Talk to enough startups, VC’s, business school students and engineers and you’re bound to hear the term “big data.” It’s been a buzzword for at least five years, maybe ten. It’s a perennial, like “cyber” and “social media,” just vague enough to be all encompassing while niche enough to feel specific. Big data, is hot, it’s exploding, it is definitely the future, but what exactly it is people don’t really agree. Does it simply mean many observations? Observations with many features? Is it high velocity data? Is it structured or unstructured? Is machine learning implied? What is machine learning? Ad nauseum…

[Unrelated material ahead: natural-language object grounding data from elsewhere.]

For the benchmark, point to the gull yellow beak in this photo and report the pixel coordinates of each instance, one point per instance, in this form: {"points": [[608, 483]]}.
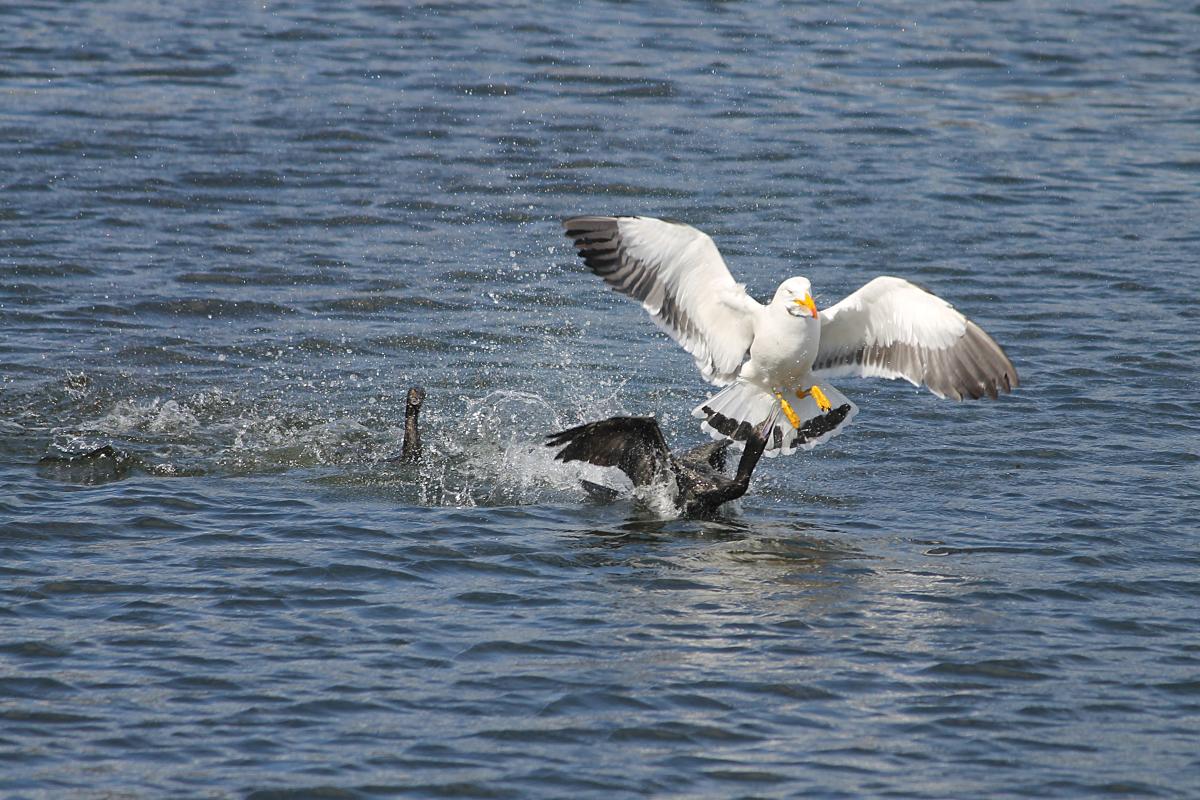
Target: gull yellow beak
{"points": [[807, 301]]}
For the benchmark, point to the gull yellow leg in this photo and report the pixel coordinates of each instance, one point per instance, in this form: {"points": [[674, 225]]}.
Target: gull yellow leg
{"points": [[787, 411], [817, 395]]}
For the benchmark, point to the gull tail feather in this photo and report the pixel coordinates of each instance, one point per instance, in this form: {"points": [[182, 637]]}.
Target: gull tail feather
{"points": [[743, 407]]}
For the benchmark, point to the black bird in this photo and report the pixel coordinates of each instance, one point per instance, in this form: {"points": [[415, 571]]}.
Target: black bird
{"points": [[635, 446]]}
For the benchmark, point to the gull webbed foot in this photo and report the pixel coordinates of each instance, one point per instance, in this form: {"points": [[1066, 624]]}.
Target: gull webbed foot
{"points": [[817, 395]]}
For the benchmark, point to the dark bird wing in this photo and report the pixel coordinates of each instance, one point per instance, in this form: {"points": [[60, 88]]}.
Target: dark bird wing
{"points": [[631, 444], [682, 282]]}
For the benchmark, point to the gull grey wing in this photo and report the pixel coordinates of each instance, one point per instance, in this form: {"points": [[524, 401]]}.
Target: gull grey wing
{"points": [[893, 329], [678, 276], [633, 444]]}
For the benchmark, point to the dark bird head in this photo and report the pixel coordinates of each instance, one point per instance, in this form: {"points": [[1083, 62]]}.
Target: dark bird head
{"points": [[415, 397]]}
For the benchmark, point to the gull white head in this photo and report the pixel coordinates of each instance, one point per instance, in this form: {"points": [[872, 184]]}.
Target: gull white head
{"points": [[796, 295]]}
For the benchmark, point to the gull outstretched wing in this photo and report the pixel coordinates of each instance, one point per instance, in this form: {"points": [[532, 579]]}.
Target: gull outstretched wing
{"points": [[893, 329], [681, 280]]}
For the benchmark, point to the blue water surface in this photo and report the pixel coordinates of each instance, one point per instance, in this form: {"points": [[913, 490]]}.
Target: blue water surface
{"points": [[232, 235]]}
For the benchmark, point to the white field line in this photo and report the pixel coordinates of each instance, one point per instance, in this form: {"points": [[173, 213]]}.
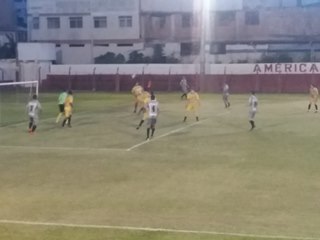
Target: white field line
{"points": [[172, 132], [163, 135], [62, 148], [167, 230]]}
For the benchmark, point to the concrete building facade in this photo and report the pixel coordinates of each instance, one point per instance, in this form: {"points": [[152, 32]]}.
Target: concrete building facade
{"points": [[84, 29], [189, 30]]}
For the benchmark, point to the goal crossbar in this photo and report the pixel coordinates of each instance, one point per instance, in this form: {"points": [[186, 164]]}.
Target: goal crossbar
{"points": [[22, 83]]}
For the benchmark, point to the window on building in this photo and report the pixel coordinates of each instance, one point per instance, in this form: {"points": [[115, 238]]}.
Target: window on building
{"points": [[35, 22], [225, 18], [124, 44], [75, 22], [162, 21], [53, 22], [187, 49], [125, 21], [252, 18], [186, 20], [100, 22]]}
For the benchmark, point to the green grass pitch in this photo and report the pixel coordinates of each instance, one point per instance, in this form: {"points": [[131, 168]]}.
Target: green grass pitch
{"points": [[194, 181]]}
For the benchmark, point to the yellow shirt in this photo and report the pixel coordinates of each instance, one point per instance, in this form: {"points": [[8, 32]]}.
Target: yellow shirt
{"points": [[314, 92], [68, 104], [137, 90], [193, 98]]}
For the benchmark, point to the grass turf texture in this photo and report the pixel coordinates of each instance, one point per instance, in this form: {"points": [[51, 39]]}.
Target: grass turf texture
{"points": [[212, 176]]}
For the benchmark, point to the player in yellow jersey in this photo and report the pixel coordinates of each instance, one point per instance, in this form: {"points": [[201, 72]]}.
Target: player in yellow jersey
{"points": [[136, 92], [144, 99], [193, 104], [68, 107], [314, 95]]}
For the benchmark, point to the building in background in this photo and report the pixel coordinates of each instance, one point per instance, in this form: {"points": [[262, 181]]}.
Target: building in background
{"points": [[7, 21], [273, 30], [188, 31], [85, 29]]}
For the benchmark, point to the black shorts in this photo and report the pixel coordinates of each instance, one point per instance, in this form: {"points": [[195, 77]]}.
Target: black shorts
{"points": [[61, 108]]}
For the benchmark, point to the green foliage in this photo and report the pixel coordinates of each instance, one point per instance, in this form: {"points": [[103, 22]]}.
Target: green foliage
{"points": [[136, 57], [8, 50], [158, 54], [110, 58]]}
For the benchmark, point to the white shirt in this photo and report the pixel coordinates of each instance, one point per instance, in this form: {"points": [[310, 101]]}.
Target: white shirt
{"points": [[253, 103], [226, 89], [33, 108], [153, 107]]}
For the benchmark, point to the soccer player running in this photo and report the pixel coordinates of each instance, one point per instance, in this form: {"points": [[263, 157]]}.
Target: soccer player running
{"points": [[184, 88], [61, 99], [68, 107], [193, 104], [225, 95], [153, 111], [314, 95], [136, 92], [33, 109], [253, 104]]}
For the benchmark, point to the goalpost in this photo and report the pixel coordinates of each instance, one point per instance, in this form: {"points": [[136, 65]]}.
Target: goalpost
{"points": [[14, 97]]}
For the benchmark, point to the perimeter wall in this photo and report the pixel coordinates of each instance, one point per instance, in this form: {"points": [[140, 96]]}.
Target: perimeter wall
{"points": [[242, 78]]}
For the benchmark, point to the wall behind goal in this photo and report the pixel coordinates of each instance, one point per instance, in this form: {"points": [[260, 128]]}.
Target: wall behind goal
{"points": [[242, 78]]}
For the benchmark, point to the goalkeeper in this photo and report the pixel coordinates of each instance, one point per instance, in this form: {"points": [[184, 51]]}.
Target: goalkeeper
{"points": [[61, 100]]}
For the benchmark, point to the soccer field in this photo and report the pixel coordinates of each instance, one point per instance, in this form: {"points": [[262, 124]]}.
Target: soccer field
{"points": [[212, 179]]}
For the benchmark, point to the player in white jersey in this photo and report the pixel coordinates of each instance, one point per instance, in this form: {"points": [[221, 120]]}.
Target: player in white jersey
{"points": [[225, 95], [33, 109], [253, 104], [153, 111]]}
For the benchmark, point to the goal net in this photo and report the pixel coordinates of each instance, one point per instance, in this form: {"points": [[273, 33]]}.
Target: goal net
{"points": [[14, 97]]}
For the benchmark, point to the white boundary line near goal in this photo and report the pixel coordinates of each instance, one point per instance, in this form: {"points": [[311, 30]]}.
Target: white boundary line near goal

Here’s the truth. Most problems are not big data problems. Ah, doesn’t that feel better? You don’t have to worry so much about big data issues when you let that sink in. It is only a small subset of problems that meet big data requirements. First, the data must be cheaper to gather and store than the payoff of the analysis. Otherwise, the return on your invested time and effort are not worth it. There are many situations where a heuristic is more expedient and doesn’t give up much accuracy. In my “Python for Data Science” class one group’s final presentation ran a cluster analysis on yelp reviews to show on a map where the best food by cluster was. It wasn’t shocking that good Indian food could be found in Murray Hill.
Ok, so rule out all problems that you wouldn’t even open a spreadsheet to solve. Still a lot of things we can crack with “big data,” right? Well, maybe. Perhaps you want to help people make business decisions? Imagine the potential of such an algorithm for decision science. Or what if you wanted to know which way a binary choice would turn out, like an election or merger? Binary choices that get made once in a specific context are not great candidates for big data. If you can make a bet or invest resources thousands of times a slight ability to predict an outcome can work across a portfolio. Look at last year’s election. The statisticians weren’t wrong when they said Donald Trump had a 28.6% chance of winning. It’s just that if you win you get to be 100% president.
Then there are the problems that are solved by combining some theory about the process that creates and a small amount of data. For example, if you are trying to solve a queuing problem you could model a few data points with the Poisson distribution rather than gather six months of data. This is also good for decision science since you will know the full distribution and not simply an arbitrary cutoff, often defined in science as the 95% confidence interval. The confidence interval poses all sorts of problems from overfitting your data, and arbitrary thresholds, to problems with sampling bias.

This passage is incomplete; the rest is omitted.